From: Ming Lei <ming.lei@redhat.com>
To: Uday Shankar <ushankar@purestorage.com>
Cc: Jens Axboe <axboe@kernel.dk>, linux-block@vger.kernel.org
Subject: Re: [PATCH] ublk: decouple hctx and ublk server threads
Date: Tue, 8 Oct 2024 09:47:39 +0800 [thread overview]
Message-ID: <ZwSPO4b6rccVVx-H@fedora> (raw)
In-Reply-To: <ZwQ7cQPSiUlmEGZc@dev-ushankar.dev.purestorage.com>
On Mon, Oct 07, 2024 at 01:50:09PM -0600, Uday Shankar wrote:
> On Sun, Oct 06, 2024 at 05:20:05PM +0800, Ming Lei wrote:
> > On Wed, Oct 02, 2024 at 04:44:37PM -0600, Uday Shankar wrote:
> > > Currently, ublk_drv associates to each hardware queue (hctx) a unique
> > > task (called the queue's ubq_daemon) which is allowed to issue
> > > COMMIT_AND_FETCH commands against the hctx. If any other task attempts
> > > to do so, the command fails immediately with EINVAL. When considered
> > > together with the block layer architecture, the result is that for each
> > > CPU C on the system, there is a unique ublk server thread which is
> > > allowed to handle I/O submitted on CPU C. This can lead to suboptimal
> > > performance under imbalanced load generation. For an extreme example,
> > > suppose all the load is generated on CPUs mapping to a single ublk
> > > server thread. Then that thread may be fully utilized and become the
> > > bottleneck in the system, while other ublk server threads are totally
> > > idle.
> >
> > I am wondering why the problem can't be avoided by setting ublk server's
> > thread affinity manually.
>
> I don't think the ublk server thread CPU affinity has any effect here.

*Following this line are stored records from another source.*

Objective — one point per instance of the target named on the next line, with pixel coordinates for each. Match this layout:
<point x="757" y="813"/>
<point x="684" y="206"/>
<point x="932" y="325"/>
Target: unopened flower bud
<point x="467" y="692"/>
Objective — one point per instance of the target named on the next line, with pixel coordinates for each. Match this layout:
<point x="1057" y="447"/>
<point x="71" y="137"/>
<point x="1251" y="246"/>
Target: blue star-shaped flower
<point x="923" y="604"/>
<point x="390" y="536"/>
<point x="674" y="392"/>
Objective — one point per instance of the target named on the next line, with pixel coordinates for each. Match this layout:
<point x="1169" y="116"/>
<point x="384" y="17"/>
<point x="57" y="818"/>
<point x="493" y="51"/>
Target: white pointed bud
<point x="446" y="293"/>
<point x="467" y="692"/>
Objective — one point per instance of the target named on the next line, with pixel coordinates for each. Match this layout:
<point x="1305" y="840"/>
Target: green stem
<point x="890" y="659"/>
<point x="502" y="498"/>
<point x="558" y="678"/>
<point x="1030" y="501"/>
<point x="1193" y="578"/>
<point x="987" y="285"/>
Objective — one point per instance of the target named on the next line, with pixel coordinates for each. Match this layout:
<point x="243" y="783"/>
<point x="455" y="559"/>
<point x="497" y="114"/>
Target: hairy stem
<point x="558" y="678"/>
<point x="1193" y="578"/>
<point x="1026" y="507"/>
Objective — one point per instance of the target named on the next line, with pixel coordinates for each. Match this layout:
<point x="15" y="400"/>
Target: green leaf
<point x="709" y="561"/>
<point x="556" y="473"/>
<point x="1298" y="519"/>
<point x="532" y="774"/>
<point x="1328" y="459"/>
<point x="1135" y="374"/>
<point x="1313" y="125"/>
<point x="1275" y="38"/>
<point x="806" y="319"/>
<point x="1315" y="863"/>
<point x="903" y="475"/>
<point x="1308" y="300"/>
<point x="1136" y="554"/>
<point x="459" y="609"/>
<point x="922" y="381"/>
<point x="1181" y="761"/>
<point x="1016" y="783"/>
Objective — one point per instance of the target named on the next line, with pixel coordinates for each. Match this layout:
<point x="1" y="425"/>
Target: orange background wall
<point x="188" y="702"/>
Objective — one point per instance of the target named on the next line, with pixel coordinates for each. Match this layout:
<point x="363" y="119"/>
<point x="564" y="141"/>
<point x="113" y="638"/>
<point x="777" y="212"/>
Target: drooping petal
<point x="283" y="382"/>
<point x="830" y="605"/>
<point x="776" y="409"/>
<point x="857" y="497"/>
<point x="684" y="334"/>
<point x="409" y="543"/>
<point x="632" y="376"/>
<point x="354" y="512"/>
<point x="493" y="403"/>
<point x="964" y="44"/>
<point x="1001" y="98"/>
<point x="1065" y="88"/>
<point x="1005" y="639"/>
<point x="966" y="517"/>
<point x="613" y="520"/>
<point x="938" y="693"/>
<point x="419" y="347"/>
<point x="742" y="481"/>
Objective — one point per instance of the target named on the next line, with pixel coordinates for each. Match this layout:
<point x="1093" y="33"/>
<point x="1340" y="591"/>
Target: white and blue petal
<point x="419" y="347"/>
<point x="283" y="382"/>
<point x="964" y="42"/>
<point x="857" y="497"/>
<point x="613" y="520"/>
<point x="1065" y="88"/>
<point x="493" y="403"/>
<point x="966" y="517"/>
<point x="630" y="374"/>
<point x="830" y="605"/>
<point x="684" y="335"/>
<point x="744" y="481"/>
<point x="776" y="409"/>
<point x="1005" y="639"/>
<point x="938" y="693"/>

> Assuming that the ublk server threads do not pass I/Os between
> themselves to balance the load, each ublk server thread must handle all
> the I/O issued to its associated hctx, and each thread is limited by how
> much CPU it can get. Since threads are the unit of parallelism, one
> thread can make use of at most one CPU, regardless of the affinity of
> the thread. And this can become a bottleneck.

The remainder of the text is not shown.